I’m Sorry. The first thing out of three that I want to tell you. I am sorry for being such a pain, especially when I force you to buy me things that I want. Do you remember when I was seven I cried my eyes out just to convince you to buy me a Barbie doll? That memory still lingers in my mind clearly, that day I saw a Barbie that wears a beautiful purple gown, it caught my eyes because it was from the Barbie movie that I watched the night before. I asked mama if she’ll buy that for me and I was scolded. Like I said I was hard headed back then, so I dragged you near the Barbie doll forced you to buy that for me. I am sorry for being insensitive. Sometimes I call you names that is never to your liking I also do pranks on you because I really enjoy every second of it. I am sorry if I always act like a spoiled brat. Remember when I told you that I will never want a younger sibling? The real reason behind that is that I don’t want to be left behind and I wanted yours and mama’s attention focused on me and ate.

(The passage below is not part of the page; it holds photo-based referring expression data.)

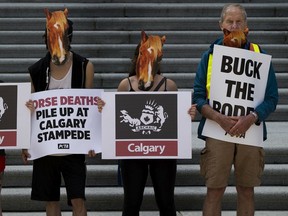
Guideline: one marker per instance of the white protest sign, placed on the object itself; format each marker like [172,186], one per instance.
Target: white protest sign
[65,121]
[238,84]
[146,125]
[15,118]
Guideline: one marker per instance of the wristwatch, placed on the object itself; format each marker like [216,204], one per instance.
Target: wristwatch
[255,115]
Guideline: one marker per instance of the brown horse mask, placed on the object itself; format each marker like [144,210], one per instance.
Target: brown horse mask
[150,54]
[57,35]
[235,39]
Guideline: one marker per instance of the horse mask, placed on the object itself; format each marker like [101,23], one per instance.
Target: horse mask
[235,38]
[150,54]
[57,35]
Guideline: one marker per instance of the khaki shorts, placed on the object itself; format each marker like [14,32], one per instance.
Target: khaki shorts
[217,159]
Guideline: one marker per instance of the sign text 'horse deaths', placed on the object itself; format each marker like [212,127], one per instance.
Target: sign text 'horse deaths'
[67,123]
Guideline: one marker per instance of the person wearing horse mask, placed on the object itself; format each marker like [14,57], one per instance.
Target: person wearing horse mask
[145,76]
[61,68]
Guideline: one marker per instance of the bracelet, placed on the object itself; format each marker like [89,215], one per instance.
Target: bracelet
[255,115]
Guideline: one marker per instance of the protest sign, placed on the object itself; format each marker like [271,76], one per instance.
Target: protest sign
[238,84]
[146,125]
[65,121]
[14,115]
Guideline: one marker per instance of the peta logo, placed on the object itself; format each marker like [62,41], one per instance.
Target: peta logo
[3,107]
[151,120]
[63,146]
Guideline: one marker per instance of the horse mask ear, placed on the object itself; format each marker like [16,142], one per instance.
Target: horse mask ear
[144,37]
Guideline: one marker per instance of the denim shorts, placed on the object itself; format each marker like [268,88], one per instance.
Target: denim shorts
[218,157]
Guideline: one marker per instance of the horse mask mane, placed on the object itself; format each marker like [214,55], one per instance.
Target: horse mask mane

Thank you. I do not know how to say this papa but I want to thank you for everything. Thank you for being a fan. When I was younger you always encourage me to sing. You always buy karaoke dvds’ just for me, you always push me to the level that I will be able to sing in front of many people. Thank you for being our clown. When I was down, you always make me smile by doing things that you know will crack my shell. Thank you for telling me stories. I remember when I was seven you told me a story about canned sardines, I was really captured by that time, I believed every part and was amazed in every scene of it. Thank you for your understanding. Every time that I am in a bad mood you will always do things that will brighten me up. Remember the day when I purposely broke my sandals? Every time it will flash in my mind I can’t help but to laugh at my spoiled brat attitude.

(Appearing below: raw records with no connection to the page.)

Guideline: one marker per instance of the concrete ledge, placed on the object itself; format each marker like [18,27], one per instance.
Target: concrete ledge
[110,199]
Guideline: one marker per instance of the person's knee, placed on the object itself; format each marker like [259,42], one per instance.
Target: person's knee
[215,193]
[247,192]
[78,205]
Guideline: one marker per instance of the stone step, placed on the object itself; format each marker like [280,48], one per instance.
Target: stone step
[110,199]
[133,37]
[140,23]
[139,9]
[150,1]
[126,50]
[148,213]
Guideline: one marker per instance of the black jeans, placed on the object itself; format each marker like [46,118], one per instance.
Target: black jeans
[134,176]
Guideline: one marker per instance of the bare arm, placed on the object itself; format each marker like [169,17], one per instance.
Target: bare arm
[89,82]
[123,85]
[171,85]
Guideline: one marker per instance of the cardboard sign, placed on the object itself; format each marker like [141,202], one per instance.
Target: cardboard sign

I love you. You have always been in my life, from the day I first opened my eyes to the present moment. You are a teacher, a guide, and a source of strength and support. You, whom I look up to with loving trust and pride. With a willing hand to lend, you are a helper, an adviser and my partner in crime. You showed me the stars and taught me how to reach them. You mean the world to me; you are my one and only father. Even if you are far from me, I will always stay by your side. I know it is a bit cheesy, but still papa, I will always be there for you like you have been for me. I want you to feel special by writing instead of saying things that I’ll never say at least out loud.